Water is a scarce resource in many ecosystems on Earth. This scarcity will likely increase with climate change. This, in turn, could lead to a considerable decline in plant diversity. Using experimental data from around the world, scientists from the Helmholtz Center for Environmental Research (UFZ), the German Center for Integrative Biodiversity Research (iDiv) and the Martin Luther University in Halle-Wittenberg (MLU) first demonstrated time that the plant biodiversity of arid zones is particularly sensitive to changes in precipitation. In an article published in Nature communications, the team warns that this may also have consequences for people living in affected areas.
How will climate change affect Earth’s ecosystems? How will biodiversity change in different regions? Such important questions about the future are difficult to answer. To do this, it is important to know how individual species and their communities will react to changes in precipitation conditions, for example. But despite many scientific experiments in the world, we do not have synthetic and comprehensive answers to these questions. For example, the experiments differ considerably in their methodology, for example whether they add small or large amounts of water. “These studies use different methods and are located in different regions of the world,” explains the first author, Dr. Lotte Korell, biologist at UFZ. “And these studies give conflicting results in many cases.” With her colleagues, she therefore set out to gain a general understanding of the data collected around the world. The focus was on how an increase or decrease in precipitation affected the plant diversity of terrestrial ecosystems.

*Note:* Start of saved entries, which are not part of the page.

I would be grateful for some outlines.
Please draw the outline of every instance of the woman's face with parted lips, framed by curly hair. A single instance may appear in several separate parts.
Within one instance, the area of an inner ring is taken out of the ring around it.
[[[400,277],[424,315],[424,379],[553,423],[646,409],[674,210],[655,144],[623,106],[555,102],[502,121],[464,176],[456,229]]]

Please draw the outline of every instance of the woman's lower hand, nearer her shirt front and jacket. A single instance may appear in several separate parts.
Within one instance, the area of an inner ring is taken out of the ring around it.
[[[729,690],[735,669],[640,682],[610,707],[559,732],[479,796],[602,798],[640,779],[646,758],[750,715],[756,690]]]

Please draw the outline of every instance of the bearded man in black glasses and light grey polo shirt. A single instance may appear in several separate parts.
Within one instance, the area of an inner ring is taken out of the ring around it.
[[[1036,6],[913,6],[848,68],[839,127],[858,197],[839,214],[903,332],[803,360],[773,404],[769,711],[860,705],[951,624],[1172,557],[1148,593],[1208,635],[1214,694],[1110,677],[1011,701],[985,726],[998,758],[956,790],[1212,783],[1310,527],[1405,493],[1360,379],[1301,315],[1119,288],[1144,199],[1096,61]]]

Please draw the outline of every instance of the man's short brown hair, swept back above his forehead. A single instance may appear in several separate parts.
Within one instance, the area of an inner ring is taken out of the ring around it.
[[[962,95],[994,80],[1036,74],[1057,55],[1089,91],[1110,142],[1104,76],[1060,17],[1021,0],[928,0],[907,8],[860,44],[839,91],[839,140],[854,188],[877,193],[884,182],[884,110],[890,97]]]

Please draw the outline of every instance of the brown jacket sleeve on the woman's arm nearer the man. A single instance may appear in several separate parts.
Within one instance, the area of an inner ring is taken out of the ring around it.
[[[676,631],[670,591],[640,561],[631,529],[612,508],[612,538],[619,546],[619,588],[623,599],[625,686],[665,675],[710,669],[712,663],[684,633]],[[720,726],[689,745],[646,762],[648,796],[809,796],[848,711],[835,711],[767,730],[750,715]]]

In their search, she and her team found 23 usable publications, which presented the results of 72 field experiments. With this data, they calculated various statistical variables that provided information on the biodiversity of individual sites and related it to increasing or decreasing amounts of precipitation.
“However, in such experiments, biodiversity depends on many factors,” says Professor Tiffany Knight, the latest study author and environmentalist at UFZ, iDiv and MLU. For example, the size of the experiment plays an important role. If you focus on a single experimental plot, then you might see dramatic effects of treatments on biodiversity, as plots with less water have fewer plant individuals growing there, and therefore fewer species. However, at least one individual of each species could be found on a larger scale, and therefore a lesser effect of the treatment on biodiversity. Indeed, the researchers found that increasing drought has a larger effect when viewed at a small scale compared to larger spatial scales. “So, to draw the right conclusions from the data, you need to take into account both local climatic conditions and the spatial scale of the experiments,” says Knight.

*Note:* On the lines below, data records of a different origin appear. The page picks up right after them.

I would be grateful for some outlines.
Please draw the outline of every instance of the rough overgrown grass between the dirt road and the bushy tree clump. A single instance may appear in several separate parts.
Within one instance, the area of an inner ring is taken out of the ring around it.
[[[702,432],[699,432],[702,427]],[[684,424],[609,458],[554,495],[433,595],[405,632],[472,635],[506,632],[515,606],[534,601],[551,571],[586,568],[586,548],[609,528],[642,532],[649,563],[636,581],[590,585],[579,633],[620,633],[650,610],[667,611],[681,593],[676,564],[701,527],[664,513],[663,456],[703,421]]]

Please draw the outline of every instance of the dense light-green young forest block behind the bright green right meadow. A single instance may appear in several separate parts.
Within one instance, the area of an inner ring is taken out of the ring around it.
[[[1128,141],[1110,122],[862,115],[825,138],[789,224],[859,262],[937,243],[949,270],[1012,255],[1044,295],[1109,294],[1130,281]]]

In this way, the researchers identified a clear trend. In arid areas of the world, changes in precipitation levels have a much greater effect than in more humid regions.
Dry ecosystems currently occupy about 40% of the Earth’s land surface. It is not easy to predict what awaits these areas in a context of climate change. Although climate models predict increased precipitation in some dry regions, water scarcity is likely to worsen in most of them.
According to the study, plant diversity should increase where it becomes wetter. This is probably because the seeds of the species found there may have a better chance of germinating and establishing themselves.
However, given the expected expansion of drylands, this effect is likely to benefit only a relatively small number of regions. According to the authors, this would lead to a notable decline in plant diversity. “Although plants have adapted to the challenges of their habitats over long periods of time,” Korell says, “at some point, even the most resilient survivor reaches their limits.” And with each species that dries up and can no longer germinate, biodiversity is reduced.
This could be bad news not only for ecosystems but also for people living in drylands. After all, they make up about a third of the world’s population. Many of these people struggle to make a living off the land under the most difficult conditions. If biodiversity decreases with rainfall, this will likely become an even greater challenge. For Korell and his colleagues, this is another pressing argument for slowing climate change. “It is also important to protect drylands particularly well,” explains the researcher. The more these sensitive ecosystems are subjected to the pressure of overgrazing and other stressors, the more likely climate change is to affect plant diversity.